L’Italia a confronto con gli altri Paesi? “Lenta e frammentata”. Così il Centro Studi di Confindustria (Csc) definisce la risposta del Governo italiano all’emergenza economica scoppiata con la pandemia se confrontata con quella messa in campo dalle altre cancellerie. Il blocco dell’offerta e il crollo della domanda, causati dal diffondersi del Coronavirus, hanno fatto sprofondare le imprese in una drammatica crisi di liquidità dovuta alle mancate entrate connesse alla compressione dei fatturati. A repentaglio è la sopravvivenza di intere filiere.
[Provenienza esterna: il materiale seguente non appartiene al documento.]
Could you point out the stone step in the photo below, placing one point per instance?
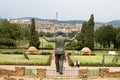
(61, 78)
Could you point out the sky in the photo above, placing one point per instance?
(103, 10)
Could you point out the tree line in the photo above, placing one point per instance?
(105, 36)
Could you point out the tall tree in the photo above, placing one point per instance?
(10, 33)
(86, 36)
(34, 37)
(90, 33)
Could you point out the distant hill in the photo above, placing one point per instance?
(73, 22)
(56, 21)
(114, 23)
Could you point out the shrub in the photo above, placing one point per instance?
(11, 52)
(70, 62)
(32, 53)
(45, 53)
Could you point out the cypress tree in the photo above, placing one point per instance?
(86, 36)
(90, 33)
(34, 38)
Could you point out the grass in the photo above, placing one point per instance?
(94, 60)
(13, 59)
(44, 43)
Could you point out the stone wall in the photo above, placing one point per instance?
(82, 72)
(41, 73)
(105, 73)
(7, 72)
(19, 71)
(114, 74)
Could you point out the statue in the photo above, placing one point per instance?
(59, 41)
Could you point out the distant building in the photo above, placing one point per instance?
(22, 22)
(45, 26)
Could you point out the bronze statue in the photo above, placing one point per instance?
(59, 41)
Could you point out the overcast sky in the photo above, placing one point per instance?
(103, 10)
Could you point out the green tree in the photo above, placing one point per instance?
(10, 33)
(86, 36)
(90, 33)
(106, 35)
(34, 38)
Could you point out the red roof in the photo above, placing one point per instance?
(43, 27)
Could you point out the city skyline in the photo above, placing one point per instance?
(103, 10)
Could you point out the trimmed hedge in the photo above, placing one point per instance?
(11, 52)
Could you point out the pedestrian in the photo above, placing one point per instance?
(77, 63)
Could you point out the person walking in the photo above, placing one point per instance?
(59, 41)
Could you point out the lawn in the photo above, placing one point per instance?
(13, 59)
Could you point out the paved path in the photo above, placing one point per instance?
(66, 66)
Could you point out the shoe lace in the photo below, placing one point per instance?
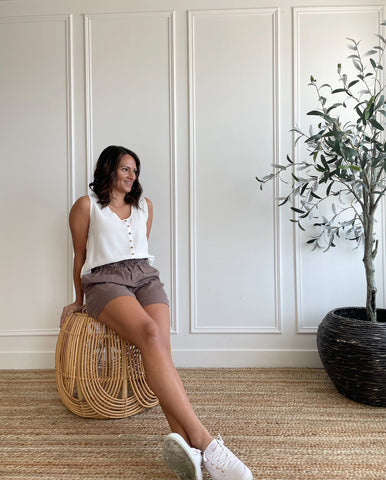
(221, 457)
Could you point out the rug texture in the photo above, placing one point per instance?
(286, 424)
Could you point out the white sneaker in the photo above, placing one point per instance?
(222, 464)
(184, 460)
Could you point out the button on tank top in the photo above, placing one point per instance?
(111, 239)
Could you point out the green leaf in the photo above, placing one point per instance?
(351, 84)
(329, 188)
(375, 124)
(315, 196)
(283, 202)
(338, 90)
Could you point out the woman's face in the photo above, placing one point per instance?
(126, 174)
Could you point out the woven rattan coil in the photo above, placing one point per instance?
(98, 373)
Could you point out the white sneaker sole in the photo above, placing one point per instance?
(178, 458)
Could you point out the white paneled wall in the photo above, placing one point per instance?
(205, 91)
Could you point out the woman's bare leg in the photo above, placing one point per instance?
(148, 328)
Ma per cercare di contenere gli effetti, che si sono sparsi come una macchia d’olio, di questo shock senza precedenti, i governi nazionali hanno adottato politiche di bilancio espansive con l’obiettivo di potenziare i sistemi sanitari, preservare il tessuto produttivo – evitando che una crisi temporanea di liquidità finisca per diventare una crisi di solvibilità – e di salvaguardare il reddito disponibile delle famiglie per sostenere la domanda aggregata. Ma l’Italia, in questo scenario “bellico”, come ha reagito? Qual è stata la risposta? E rispetto agli altri Paesi ha fatto abbastanza? Incognite a cui risponde, in modo approfondito, l’analisi svolta dal Csc. Il metro di paragone dello studio vede protagonisti Stati Uniti, Germania e Francia. I provvedimenti accolti si distinguono in due macrocategorie. Da una parte sono state attuate misure di impulso fiscale, quelle che i beneficiari non dovranno rimborsare. E dall’altra parte misure per la liquidità che vanno, invece, ripagate. Tra le “azioni cura” rivolte alle aziende, il valore che i governi dei Paesi Ue hanno notificato alla Commissione europea nell’ambito del regime temporaneo sugli aiuti di Stato è il seguente: in Germania è stimabile in 28,9 punti di Pil 2019, in Italia in 16,9 punti e in Francia in 13,7 punti. “Le differenze nel valore delle misure adottate, nella tipologia delle stesse e nei tempi di implementazione, rispetto all’intensità del- la crisi subita, comporteranno una diversa capacità e rapidità dei Paesi di ripresa – afferma il Csc – con ovvie ripercussioni sui livelli di crescita che tenderanno a divergere con interventi differenzia- ti tra i Paesi membri per sostenere le imprese. Per questo, non si può prescindere da un’azione consistente portata avanti a livello europeo, l’unica in grado di attenuare eventuali squilibri tra Paesi”.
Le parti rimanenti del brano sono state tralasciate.